Дайскэ с грустью смотрел на запущенный сад, бормоча обычные извинения, что, дескать, помешал, простите, и искренне жалея Митиё, которой приходится жить в таком убогом доме. Положив на колени руки с чуть припухшими от воды пальцами, Митиё рассказала, что сейчас крахмалила во дворе материю — надо же как-то убить время. Хираока, видимо, постоянно не бывал дома, и Митиё в одиночестве томилась от скуки.
— Завидная у вас доля, — сказал Дайскэ нарочно, чтобы вызвать Митиё на откровенность, но она, видно, не собиралась делиться с ним своими переживаниями и молча вышла в соседнюю комнату. Зазвенели металлические ручки комода, и Митиё вскоре вернулась с красной бархатной коробочкой в руках. Там оказалось аккуратно вложенное кольцо, некогда подаренное ей Дайскэ.
— Вы одобряете мой поступок? — спросила Митиё виноватым голосом и снова вышла в соседнюю комнату. Там она торопливо, словно опасаясь, как бы кто не увидел, спрятала драгоценную коробочку в комод и вернулась. Дайскэ продолжал хранить молчание. Потом, глядя в сад, заметил:
— Отчего бы вам не выполоть траву в саду, раз у вас столько свободного времени?
На сей раз промолчала Митиё.
— Хираока знает о тех деньгах? — после недолгой паузы спросил Дайскэ.
— Нет, — тихо ответила Митиё.
— Значит, вы ему не сказали?
Митиё, как выяснилось из её слов, до сих пор так и не удалось поговорить об этом с мужем, потому что он почти не бывал дома. Дайскэ верил ей и всё же никак не мог себе представить, что это единственная причина. Ведь на такой разговор ушло бы не более пяти минут. Что-то другое ей помешало, какая-то тяжесть, камнем лежавшая на сердце. И Дайскэ вдруг пришло в голову, что это из-за него Митиё чувствует себя виноватой перед мужем. Однако он не испытывал угрызений совести. Доля ответственности за положение, в котором очутились Митиё и Хираока, лежит на самом Хираоке, и он должен понести заслуженную кару, уготованную ему пусть не законом, так жизнью.

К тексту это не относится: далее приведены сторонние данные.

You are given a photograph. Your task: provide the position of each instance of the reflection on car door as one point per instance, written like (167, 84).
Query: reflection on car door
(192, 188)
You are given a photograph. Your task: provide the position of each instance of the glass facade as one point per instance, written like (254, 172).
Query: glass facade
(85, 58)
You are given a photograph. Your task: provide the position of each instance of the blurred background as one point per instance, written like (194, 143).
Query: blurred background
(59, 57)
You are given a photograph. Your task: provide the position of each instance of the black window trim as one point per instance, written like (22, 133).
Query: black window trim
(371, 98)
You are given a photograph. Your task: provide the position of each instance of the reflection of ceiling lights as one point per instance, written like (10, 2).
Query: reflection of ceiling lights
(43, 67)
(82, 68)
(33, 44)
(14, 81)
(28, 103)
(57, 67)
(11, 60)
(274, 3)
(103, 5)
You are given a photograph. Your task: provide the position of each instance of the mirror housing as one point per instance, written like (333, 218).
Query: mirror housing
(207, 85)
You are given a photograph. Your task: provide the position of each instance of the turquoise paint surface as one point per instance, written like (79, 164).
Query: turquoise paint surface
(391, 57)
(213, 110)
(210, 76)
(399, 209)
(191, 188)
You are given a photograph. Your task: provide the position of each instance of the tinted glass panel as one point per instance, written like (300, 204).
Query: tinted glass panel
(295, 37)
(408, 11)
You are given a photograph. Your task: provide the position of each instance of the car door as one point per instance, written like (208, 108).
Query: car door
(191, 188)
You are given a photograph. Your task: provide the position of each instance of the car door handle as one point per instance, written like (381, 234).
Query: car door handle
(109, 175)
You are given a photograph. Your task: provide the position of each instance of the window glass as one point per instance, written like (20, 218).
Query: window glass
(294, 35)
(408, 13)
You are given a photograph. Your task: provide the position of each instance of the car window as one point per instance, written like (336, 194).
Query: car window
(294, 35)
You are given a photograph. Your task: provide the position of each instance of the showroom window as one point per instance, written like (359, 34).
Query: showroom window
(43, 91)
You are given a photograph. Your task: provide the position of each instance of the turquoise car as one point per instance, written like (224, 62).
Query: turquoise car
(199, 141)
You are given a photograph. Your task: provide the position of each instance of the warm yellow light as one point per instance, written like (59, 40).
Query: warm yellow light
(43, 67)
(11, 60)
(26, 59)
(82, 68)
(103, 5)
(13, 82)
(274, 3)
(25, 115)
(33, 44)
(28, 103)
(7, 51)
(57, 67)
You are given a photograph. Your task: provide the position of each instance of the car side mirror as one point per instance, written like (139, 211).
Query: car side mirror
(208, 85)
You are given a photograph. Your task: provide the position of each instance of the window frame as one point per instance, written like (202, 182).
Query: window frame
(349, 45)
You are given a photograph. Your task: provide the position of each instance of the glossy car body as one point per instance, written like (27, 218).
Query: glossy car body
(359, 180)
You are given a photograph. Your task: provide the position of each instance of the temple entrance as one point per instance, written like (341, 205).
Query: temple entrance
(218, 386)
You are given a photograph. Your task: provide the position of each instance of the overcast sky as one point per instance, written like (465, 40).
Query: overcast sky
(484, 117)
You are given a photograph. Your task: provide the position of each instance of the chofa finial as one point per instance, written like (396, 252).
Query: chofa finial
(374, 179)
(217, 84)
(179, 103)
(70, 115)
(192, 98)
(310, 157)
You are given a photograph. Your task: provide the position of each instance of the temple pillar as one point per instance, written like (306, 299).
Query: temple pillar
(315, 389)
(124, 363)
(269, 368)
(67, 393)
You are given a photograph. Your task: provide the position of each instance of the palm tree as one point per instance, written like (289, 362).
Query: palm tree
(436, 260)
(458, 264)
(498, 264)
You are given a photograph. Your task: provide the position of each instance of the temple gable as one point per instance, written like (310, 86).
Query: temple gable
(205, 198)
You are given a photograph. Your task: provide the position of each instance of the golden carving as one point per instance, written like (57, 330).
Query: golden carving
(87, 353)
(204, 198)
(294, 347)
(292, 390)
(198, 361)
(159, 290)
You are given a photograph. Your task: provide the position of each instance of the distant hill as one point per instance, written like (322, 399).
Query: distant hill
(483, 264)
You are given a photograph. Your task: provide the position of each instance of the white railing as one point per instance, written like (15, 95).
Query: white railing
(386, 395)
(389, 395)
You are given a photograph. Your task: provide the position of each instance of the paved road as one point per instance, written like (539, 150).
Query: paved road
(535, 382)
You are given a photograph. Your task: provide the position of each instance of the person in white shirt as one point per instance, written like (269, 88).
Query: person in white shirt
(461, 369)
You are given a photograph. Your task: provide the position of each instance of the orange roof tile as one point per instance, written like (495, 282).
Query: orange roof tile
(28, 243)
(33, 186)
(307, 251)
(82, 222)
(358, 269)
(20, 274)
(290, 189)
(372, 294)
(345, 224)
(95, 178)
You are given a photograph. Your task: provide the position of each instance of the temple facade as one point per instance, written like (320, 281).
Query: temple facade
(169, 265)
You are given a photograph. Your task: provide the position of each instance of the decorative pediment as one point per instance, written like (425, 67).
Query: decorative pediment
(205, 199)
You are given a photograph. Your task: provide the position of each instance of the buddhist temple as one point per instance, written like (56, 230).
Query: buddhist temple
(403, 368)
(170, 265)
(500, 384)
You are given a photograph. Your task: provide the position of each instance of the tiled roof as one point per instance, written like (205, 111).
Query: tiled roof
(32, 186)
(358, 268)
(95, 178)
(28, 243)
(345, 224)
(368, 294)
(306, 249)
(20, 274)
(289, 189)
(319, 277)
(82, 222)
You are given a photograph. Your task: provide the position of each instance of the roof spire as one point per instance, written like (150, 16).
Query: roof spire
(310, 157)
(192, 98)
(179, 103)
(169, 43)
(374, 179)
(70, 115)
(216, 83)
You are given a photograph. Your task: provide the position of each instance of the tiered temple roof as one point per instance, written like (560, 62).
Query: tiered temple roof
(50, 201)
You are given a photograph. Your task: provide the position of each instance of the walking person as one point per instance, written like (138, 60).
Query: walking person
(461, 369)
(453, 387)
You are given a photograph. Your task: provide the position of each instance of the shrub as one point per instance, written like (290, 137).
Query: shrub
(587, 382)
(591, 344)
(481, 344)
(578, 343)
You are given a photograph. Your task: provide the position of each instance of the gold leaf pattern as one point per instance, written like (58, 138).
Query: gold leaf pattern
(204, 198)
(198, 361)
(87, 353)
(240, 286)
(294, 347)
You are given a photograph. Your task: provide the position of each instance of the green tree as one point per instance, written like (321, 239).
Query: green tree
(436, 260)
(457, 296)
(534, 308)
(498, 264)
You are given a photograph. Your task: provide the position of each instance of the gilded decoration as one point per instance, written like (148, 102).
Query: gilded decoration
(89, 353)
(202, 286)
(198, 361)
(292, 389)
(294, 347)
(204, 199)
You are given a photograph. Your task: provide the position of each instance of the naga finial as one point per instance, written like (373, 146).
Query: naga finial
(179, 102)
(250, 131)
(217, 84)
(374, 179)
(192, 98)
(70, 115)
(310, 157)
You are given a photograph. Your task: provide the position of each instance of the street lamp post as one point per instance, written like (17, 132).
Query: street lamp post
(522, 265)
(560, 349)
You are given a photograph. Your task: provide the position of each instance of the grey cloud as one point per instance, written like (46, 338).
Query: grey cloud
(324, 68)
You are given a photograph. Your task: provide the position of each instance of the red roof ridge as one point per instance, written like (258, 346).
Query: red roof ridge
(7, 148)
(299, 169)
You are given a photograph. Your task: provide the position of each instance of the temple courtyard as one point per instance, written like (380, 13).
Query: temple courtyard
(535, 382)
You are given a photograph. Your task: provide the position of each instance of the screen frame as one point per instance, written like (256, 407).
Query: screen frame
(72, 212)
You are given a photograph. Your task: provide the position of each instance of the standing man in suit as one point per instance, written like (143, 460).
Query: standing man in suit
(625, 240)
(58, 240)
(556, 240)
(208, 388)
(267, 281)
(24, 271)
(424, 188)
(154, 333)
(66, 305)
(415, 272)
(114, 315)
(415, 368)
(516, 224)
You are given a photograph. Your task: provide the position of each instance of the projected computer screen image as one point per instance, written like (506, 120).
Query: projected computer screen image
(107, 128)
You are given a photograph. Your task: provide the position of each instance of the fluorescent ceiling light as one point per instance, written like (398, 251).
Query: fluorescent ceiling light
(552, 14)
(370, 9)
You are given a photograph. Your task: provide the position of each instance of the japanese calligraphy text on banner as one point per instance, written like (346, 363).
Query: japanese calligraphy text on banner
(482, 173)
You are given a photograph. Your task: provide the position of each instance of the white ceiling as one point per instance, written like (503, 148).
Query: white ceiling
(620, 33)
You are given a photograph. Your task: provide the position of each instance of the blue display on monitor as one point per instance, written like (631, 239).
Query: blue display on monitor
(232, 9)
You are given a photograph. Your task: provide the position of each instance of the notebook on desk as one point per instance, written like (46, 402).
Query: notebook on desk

Дайскэ поинтересовался делами Хираоки, но Митиё, как обычно, говорила мало и очень неохотно. Единственное было ясно, что отношение мужа к ней резко изменилось. Об этом Дайскэ догадывался с самого начала, ещё когда они только приехали в Токио, но истинной причины не знал — супруги её тщательно скрывали. Отношения их между тем день ото дня ухудшались, в этом не могло, быть никаких сомнений. Но Дайскэ не допускал мысли, что он — третий лишний, тому виной, иначе не вёл бы себя столь неосмотрительно. Разум ему подсказывал, что не в нём дело. Были другие причины: болезнь Митиё, отразившаяся на их интимных отношениях: смерть ребёнка, склонность Хираоки к распутству, его неудачи по службе и, наконец, денежные затруднения, возникшие из-за распутства. Все эти размышления привели Дайскэ к выводу, что Митиё не пара Хираоке и им не следовало вступать в брак. Как он теперь раскаивался, вспоминая роль посредника, которую взял на себя по просьбе Хираоки. И всё же не из-за него произошло отчуждение между супругами. В то же время Дайскэ не мог отрицать, что это отчуждение разбудило в нём любовь к Митиё, которая росла с каждым днём.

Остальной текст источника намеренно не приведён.